'Dead!' I thought it was the office reeling, and not I, as one of the clerks caught hold of me. They sat me down in a chair, untied my neck-cloth, and brought me some water. I have no idea whether this took any time.
'He dined in town yesterday, and drove down in the phaeton by himself,' said Tiffey, 'having sent his own groom home by the coach, as he sometimes did, you know -'
'The phaeton went home without him. The horses stopped at the stable-gate. The man went out with a lantern. Nobody in the carriage.'
'They were not hot,' said Tiffey, putting on his glasses; 'no hotter, I understand, than they would have been, going down at the usual pace. The reins were broken, but they had been dragging on the ground. The house was roused up directly, and three of them went out along the road. They found him a mile off.'
'More than a mile off, Mr. Tiffey,' interposed a junior.
'Was it? I believe you are right,' said Tiffey, - 'more than a mile off - not far from the church - lying partly on the roadside, and partly on the path, upon his face. Whether he fell out in a fit, or got out, feeling ill before the fit came on - or even whether he was quite dead then, though there is no doubt he was quite insensible - no one appears to know. If he breathed, certainly he never spoke. Medical assistance was got as soon as possible, but it was quite useless.'
I cannot describe the state of mind into which I was thrown by this intelligence. The shock of such an event happening so suddenly, and happening to one with whom I had been in any respect at variance - the appalling vacancy in the room he had occupied so lately, where his chair and table seemed to wait for him, and his handwriting of yesterday was like a ghost - the in- definable impossibility of separating him from the place, and feeling, when the door opened, as if he might come in - the lazy hush and rest there was in the office, and the insatiable relish with which our people talked about it, and other people came in and out all day, and gorged themselves with the subject - this is easily intelligible to anyone. What I cannot describe is, how, in the innermost recesses of my own heart, I had a lurking jealousy even of Death. How I felt as if its might would push me from my ground in Dora's thoughts. How I was, in a grudging way I have no words for, envious of her grief. How it made me restless to think of her weeping to others, or being consoled by others. How I had a grasping, avaricious wish to shut out everybody from her but myself, and to be all in all to her, at that unseasonable time of all times.
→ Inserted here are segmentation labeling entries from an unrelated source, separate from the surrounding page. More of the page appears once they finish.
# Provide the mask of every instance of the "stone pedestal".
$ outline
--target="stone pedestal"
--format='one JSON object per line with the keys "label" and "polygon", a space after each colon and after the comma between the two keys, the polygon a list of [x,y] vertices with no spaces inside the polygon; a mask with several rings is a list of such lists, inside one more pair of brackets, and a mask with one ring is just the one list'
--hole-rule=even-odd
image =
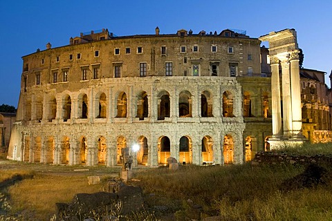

In the trouble of this state of mind - not exclusively my own, I hope, but known to others - I went down to Norwood that night; and finding from one of the servants, when I made my inquiries at the door, that Miss Mills was there, got my aunt to direct a letter to her, which I wrote. I deplored the untimely death of Mr. Spenlow, most sincerely, and shed tears in doing so. I entreated her to tell Dora, if Dora were in a state to hear it, that he had spoken to me with the utmost kindness and consideration; and had coupled nothing but tenderness, not a single or reproachful word, with her name. I know I did this selfishly, to have my name brought before her; but I tried to believe it was an act of justice to his memory. Perhaps I did believe it.